Op 13 augustus worden de drie kinderen door het plaatselijke hoofd van bestuur in zijn huis vastgehouden. Hij zet de drie onder druk in de hoop dat zij zichzelf of elkaar tegenspreken, maar dat gebeurt niet. Ook laten ze zich niet bang maken. Ze vertellen eenvoudig telkens weer op dezelfde natuurlijke manier wat hun overkomen is, als was het de gewoonste zaak van de wereld. Op die 13e augustus staat er een ontzaglijke menigte te wachten. Maar de kinderen komen niet, en de verschijning ook niet. Die kwam zes dagen later, toen de drie alleen waren met hun kudde. Zij herhaalde de boodschappen van de vorige ontmoetingen.

Vijfde verschijning

Op 13 september vinden er merkwaardige verschijnselen aan de hemel plaats. De duizenden toeschouwers zeggen het allen gezien te hebben: een vurige bol die langs de hemel zweefde en bloembladeren die neerdwarrelden en halverwege schenen op te lossen in de lucht. De kinderen verklaren van dat alles niets gemerkt te hebben: zij zagen alleen de verschijning. Bij die gelegenheid brengt Lucia de wens van het volk over om op die plek een kapel te bouwen. De verschijning geeft haar toestemming.

Zesde verschijning

Zoals aangekondigd vindt op 13 oktober de laatste verschijning plaats. Er is een grote mensenmenigte aanwezig. Precies om twaalf uur laat de verschijning zich weer aan de drie kinderen zien. Lucia roept de mensen op het rozenhoedje te bidden. Op Lucia’s vraag wie zij is, antwoordt de verschijning:
“Ik ben Onze Lieve Vrouw van de Rozenkrans, en ik wil op deze plaats een kapel ter ere van mij.”
Net als de vorige keren spoort zij aan tot het dagelijks bidden van het rozenhoedje. Dan zegt zij:
“De mensen moeten beter gaan leven; zij moeten vergiffenis vragen voor hun zonden.”
En dan met bedroefd gezicht:
“Laten zij toch ophouden Onze Lieve Heer te beledigen. Hij is al veel te veel beledigd.”
De verschijning had beloofd dat zich bij haar laatste bezoek tekenen zouden voordoen waardoor er velen aan de waarheid van de verschijningen zouden gaan geloven. Aanvankelijk waren er regenwolken. Ze zijn op slag verdwenen. De zon komt door en straalt telkens anders gekleurde lichtbundels uit, zodat het lijkt alsof de hele aarde achtereenvolgens in een geel, groen, rood, blauw en paars spotlicht wordt gezet. Plotseling lijkt het alsof de zon loskomt van de hemel en op de aarde zal neerkomen. Grote schrik maakt zich van de mensen meester, en zij vallen op de knieën. Dit gebeurt drie keer achtereen. Alle aanwezigen bevestigen later dat ze het echt met eigen ogen hebben gezien.

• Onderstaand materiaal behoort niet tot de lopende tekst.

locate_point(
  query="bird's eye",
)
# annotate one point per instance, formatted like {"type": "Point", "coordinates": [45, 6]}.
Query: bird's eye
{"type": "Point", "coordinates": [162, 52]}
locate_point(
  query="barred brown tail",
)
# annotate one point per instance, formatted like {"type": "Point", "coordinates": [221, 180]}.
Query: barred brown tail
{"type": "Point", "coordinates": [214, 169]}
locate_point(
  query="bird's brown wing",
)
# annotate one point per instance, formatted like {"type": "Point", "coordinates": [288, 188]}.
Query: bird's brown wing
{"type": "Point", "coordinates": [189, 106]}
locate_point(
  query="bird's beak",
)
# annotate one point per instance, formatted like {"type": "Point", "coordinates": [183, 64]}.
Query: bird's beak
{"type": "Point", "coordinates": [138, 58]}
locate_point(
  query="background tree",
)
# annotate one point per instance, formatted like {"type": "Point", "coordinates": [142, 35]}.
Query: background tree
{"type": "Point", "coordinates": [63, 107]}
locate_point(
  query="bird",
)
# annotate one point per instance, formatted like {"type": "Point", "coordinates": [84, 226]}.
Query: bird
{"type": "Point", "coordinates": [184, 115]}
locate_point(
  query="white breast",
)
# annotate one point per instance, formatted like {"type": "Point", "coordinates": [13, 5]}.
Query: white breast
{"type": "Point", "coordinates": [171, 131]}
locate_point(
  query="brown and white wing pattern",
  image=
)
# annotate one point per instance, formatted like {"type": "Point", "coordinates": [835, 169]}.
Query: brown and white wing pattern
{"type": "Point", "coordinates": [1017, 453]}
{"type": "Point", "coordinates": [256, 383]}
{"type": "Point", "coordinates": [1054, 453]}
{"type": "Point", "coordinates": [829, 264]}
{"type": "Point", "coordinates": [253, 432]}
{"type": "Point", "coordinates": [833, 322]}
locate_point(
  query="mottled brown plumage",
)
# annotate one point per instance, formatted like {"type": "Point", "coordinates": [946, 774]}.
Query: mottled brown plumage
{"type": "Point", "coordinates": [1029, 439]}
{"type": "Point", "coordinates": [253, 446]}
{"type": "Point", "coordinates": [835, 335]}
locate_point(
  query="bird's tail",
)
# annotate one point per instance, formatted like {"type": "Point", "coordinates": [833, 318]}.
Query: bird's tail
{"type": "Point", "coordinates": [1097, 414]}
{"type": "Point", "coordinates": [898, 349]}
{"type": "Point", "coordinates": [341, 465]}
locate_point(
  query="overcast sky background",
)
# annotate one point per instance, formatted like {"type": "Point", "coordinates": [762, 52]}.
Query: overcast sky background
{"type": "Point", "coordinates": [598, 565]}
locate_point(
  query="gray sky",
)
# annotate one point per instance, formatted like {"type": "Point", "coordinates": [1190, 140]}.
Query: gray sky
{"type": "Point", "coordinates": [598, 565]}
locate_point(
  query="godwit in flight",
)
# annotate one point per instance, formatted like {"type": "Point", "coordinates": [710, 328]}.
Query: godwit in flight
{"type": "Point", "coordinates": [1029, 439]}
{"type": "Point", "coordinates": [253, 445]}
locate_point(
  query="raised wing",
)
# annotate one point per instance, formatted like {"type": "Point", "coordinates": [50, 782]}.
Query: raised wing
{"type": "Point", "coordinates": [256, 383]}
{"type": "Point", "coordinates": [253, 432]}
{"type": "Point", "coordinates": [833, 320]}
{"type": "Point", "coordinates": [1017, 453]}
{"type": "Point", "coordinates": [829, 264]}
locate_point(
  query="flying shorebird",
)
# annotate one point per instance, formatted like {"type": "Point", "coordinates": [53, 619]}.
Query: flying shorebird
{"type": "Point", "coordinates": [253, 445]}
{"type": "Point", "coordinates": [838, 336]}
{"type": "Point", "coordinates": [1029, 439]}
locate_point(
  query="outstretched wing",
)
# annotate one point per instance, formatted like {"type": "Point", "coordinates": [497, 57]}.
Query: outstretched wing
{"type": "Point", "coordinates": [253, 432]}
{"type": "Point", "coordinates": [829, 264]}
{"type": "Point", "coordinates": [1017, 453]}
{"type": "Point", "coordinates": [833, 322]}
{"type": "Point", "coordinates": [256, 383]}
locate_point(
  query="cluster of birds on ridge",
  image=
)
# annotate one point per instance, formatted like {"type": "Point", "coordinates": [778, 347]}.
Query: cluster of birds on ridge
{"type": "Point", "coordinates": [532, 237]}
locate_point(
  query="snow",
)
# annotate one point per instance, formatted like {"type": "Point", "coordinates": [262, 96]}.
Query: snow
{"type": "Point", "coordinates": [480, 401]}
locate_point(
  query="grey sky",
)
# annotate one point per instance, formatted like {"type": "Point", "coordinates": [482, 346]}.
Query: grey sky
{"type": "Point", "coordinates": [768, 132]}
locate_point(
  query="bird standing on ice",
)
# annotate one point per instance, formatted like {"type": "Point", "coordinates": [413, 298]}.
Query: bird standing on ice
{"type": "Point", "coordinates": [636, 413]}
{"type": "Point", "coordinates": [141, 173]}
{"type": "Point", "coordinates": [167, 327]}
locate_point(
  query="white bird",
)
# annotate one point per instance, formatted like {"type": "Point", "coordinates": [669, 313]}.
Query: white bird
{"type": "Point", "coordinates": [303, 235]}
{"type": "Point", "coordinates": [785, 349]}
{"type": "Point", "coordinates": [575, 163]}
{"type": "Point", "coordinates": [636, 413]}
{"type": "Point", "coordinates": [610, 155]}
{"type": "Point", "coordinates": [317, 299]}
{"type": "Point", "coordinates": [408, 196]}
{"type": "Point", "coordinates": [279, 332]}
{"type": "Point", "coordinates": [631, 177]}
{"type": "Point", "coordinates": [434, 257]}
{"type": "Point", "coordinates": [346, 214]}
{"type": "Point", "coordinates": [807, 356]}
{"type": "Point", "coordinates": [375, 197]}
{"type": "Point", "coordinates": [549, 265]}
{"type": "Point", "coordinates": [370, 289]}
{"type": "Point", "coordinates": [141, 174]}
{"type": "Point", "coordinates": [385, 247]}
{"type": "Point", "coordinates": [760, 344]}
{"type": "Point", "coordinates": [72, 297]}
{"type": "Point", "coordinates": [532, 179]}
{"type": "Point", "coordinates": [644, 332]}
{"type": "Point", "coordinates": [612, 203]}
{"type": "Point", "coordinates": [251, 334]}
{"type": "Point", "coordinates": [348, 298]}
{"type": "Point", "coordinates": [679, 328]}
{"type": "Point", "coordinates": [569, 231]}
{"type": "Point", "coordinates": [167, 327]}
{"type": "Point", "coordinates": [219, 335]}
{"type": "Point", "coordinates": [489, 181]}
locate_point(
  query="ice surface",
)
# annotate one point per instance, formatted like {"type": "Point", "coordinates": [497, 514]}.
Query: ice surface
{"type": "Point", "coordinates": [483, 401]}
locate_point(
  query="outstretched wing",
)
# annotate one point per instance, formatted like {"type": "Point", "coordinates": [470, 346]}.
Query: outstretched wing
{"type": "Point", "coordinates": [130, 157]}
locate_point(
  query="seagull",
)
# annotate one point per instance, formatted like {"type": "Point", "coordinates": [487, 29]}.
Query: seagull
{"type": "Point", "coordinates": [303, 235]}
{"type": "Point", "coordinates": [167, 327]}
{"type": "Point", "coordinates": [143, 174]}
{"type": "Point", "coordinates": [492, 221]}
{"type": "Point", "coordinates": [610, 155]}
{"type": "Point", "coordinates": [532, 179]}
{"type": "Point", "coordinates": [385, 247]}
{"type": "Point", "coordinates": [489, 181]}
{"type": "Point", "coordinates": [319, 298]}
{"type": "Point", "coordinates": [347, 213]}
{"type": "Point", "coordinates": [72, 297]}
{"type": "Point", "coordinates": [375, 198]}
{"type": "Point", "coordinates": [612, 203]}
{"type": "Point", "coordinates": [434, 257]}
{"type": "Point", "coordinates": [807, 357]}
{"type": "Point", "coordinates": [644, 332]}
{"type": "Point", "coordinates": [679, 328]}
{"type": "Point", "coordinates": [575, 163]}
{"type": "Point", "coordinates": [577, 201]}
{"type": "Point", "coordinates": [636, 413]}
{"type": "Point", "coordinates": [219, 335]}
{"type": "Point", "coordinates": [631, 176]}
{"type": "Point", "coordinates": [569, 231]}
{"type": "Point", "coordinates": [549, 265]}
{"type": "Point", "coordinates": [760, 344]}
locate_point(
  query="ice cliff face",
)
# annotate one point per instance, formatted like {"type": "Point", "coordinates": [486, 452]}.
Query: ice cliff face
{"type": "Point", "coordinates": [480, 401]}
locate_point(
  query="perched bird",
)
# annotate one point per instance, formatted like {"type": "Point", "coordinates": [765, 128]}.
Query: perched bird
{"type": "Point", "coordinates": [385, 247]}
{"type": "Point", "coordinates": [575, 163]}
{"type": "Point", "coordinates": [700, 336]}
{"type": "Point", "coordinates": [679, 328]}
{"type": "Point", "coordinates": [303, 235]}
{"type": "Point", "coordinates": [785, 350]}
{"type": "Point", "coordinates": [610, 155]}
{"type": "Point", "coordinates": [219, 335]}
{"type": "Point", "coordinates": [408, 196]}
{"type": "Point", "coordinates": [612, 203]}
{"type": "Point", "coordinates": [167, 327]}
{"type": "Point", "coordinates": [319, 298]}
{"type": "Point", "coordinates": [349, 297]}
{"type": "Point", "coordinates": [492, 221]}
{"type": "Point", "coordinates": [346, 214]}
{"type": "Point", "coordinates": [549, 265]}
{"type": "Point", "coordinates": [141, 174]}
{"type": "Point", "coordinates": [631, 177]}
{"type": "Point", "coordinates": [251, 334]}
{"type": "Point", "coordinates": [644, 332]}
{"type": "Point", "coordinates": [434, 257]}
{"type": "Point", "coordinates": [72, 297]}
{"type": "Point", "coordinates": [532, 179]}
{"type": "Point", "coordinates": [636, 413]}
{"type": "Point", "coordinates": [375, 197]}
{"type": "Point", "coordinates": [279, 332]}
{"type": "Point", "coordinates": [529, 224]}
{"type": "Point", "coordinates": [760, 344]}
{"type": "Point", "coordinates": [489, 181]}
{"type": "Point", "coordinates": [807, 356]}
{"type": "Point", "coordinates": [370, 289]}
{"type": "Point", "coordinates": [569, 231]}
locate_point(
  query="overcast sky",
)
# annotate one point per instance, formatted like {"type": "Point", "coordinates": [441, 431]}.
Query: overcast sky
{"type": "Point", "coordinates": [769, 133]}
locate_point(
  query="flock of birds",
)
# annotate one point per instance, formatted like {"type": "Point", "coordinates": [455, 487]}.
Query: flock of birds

Sindsdien is Fátima een druk bezochte Mariabedevaartplaats.

De kleine Francisco Marto zal reeds sterven op 4 april 1919; zijn jongere zusje niet lang daarna: 20 februari 1920. Lucia trad in 1921 in bij de zusters karmelietessen van St-Dorothea als zuster Lúcia de Jesus Santos en in 1948 bij de Karmel van St-Theresia in Coimbra. Zij was in 1982 en 1997 gids van paus Johannes Paulus II bij zijn bezoek aan Fátima.